Теперь она окончательно определилась. Неделя на Луначарке, окнами в сиреневый сад, тоже не прошла даром. Лика не только вернулась к съемкам в «Единственной моей», но даже начала репетировать у Катерины Галанкиной Кассандру. Она твердо теперь знала, что у нее есть не только актерский талант, но и нечто особенное, почти сверхъестественное. Может, она тоже получила дар свыше, как Катеринин экстрасенс? Ведь она видела любимого сквозь стены, двери, лестничные пролеты! Она слышала его голос сквозь чужие голоса, которыми был прослоен больничный воздух. Любимый дышал, стонал и мучился забытьем рядом с ней, и она это знала!

Одного Лика не могла себе простить — что поддалась на уговоры и дала увезти себя из больницы раньше времени. Они бы там с Федей встретились, и все было бы куда лучше, чем теперь. Но она испугалась, что сходит с ума. Дурочка, она просто почуяла истину! Вульгарная догадка Самоварова, что больной Иванов и есть пропавший режиссер, ничто рядом с ее прозрением. Но об этом не знал никто, а задним числом рассказывать подобные вещи — пустое дело. Пусть гением интуиции по-прежнему считается Катерина.

Лика молчала, зато Кассандру репетировала превосходно.

Федя Карасевич после своего загадочного исчезновения восстановился быстро. Он не только пополам с Катериной сварганил спортивный праздник в День бегуна, но и снова взялся за сериал, — он даже роман с Ликой возобновил!

Правда, он сильно притих и поскучнел. Лика говорила, что в Луначарке его слишком закололи транквилизаторами, и потому его буйные и экстравагантные идеи временно затормозились в смирившемся мозгу. «Временно! Временно!» — твердила она.

Новый Федя был кроток, улыбчив, покладист. Пока никто не мог решить, что с ним делать и как лучше вести себя в его присутствии. Была надежда, что съемки очередного блока сериала помогут ему определиться. Циники даже делали ставки, каким будет исход — то ли Федя вернется в свое обычное состояние, то ли закрепится в нынешнем ангельском виде.

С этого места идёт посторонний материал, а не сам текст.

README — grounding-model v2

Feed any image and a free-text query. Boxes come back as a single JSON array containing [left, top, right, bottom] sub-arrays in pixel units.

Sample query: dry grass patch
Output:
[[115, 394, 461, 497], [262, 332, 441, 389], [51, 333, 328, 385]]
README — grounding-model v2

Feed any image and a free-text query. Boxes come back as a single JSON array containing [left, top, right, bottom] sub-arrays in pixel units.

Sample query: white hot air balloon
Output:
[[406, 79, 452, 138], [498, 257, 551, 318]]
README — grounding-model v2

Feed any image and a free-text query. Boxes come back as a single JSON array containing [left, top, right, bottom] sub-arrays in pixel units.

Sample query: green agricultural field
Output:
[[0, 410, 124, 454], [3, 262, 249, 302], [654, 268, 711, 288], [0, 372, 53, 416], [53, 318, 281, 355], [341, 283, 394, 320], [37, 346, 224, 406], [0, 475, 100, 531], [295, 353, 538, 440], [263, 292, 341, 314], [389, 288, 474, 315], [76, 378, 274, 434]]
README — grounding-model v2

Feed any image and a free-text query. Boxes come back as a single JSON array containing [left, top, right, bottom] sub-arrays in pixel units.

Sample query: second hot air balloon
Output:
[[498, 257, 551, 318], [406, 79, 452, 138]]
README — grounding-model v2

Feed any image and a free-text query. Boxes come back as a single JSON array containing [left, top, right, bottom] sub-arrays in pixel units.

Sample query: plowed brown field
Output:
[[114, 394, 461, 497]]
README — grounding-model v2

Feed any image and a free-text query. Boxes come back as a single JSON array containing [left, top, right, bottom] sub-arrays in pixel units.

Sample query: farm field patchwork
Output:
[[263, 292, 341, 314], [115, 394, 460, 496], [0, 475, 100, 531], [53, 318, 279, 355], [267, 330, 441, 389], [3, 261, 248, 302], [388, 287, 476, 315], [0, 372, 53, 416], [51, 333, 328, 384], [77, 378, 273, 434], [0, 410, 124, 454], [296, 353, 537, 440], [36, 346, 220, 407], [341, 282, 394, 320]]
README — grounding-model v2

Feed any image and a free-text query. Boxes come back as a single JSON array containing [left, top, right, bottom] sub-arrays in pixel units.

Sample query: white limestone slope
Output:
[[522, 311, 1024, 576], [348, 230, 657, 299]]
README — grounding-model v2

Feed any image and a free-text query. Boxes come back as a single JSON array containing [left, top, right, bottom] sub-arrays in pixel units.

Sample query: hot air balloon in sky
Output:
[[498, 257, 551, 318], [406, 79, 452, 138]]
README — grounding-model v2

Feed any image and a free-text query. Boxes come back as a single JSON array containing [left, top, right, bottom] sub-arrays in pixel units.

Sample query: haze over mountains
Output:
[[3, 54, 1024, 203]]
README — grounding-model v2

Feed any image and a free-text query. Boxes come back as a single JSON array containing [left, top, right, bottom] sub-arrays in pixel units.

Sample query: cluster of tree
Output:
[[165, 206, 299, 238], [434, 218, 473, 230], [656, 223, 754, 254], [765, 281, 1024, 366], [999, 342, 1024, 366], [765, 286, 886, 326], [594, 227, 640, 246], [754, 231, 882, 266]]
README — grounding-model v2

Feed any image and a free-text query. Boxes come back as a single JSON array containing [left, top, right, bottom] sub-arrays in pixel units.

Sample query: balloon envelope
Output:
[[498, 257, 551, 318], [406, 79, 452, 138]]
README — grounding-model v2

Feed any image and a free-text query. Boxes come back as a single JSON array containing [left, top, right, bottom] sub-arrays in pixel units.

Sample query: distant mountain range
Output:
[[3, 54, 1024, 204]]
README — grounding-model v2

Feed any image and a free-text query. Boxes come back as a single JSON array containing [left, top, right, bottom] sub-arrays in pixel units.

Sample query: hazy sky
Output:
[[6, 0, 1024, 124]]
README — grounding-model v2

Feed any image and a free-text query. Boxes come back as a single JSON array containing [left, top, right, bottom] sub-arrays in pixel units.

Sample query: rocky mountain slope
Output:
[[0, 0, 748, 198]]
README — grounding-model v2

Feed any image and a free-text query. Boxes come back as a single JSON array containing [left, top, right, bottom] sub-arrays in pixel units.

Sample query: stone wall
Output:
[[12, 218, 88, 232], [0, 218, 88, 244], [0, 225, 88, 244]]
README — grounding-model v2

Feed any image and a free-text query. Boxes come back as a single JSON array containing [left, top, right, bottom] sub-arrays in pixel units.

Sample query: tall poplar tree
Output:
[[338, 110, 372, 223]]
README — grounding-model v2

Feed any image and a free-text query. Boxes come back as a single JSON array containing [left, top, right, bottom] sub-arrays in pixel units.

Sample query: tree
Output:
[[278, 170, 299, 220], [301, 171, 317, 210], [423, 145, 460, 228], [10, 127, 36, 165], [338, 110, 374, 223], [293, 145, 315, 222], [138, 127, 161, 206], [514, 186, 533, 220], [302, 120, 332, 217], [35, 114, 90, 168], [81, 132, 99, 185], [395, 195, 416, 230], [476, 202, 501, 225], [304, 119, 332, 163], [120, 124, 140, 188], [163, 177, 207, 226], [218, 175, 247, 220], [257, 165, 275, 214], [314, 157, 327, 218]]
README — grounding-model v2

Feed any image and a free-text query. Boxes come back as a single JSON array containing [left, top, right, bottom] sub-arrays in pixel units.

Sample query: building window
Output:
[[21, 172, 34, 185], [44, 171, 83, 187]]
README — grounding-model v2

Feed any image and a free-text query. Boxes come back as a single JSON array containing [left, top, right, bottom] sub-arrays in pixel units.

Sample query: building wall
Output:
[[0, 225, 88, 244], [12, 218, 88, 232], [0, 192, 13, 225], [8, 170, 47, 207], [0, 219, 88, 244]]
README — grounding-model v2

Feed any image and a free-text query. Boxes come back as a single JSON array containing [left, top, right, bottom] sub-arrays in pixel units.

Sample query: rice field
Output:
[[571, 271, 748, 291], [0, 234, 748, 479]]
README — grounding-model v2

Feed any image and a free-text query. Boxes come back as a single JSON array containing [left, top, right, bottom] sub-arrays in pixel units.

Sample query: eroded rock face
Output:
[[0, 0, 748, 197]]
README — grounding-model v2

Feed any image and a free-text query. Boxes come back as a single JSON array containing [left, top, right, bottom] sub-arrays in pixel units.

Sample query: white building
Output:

Сериал покатился своим чередом. Из тренажерных залов и Центрального парка его герои переместились в запланированные гинекологические кабинеты. Самоваров все-таки отбился от съемок, а вот пекарню — кондитерскую «Милена» — не пожелал увековечивать сам Федор Витальевич. Никто не мог понять, в чем дело. Едва Федя слышал что-то про пирожные или Людмилу Борисовну Беспятову, как на глазах серел, страдальчески кривил рот и заявлял, что работать с таким низкопробным материалом не станет.

Когда Федя заартачился всерьез, было решено позвать на сладкую серию Катерину. Вдруг случилась вещь еще более удивительная: Беспятова сама аннулировала заказ на рекламный сюжет о своих тортах. Пришлось отправлять героев говорить о любви вместо кондитерской в рыбную коптильню «Посейдон», которая оперативно оплатила съемки.

Что случилось с Беспятовой, не могла понять даже ее подружка Маринка Хохлова. Людмила Борисовна, холодная строгая блондинка с залакированной до льдистости прической, всегда одетая в строгие черные пиджаки и всесокрывающие черные брюки, держалась очень сухо. Она извинилась перед группой и попросила на память о несостоявшемся сотрудничестве фотографию Карасевича. Катерина предложила ей один из тех снимков Федора Витальевича, что она носила в Луначарку на опознание. Людмила Борисовна не глядя сунула портрет в сумочку и ушла.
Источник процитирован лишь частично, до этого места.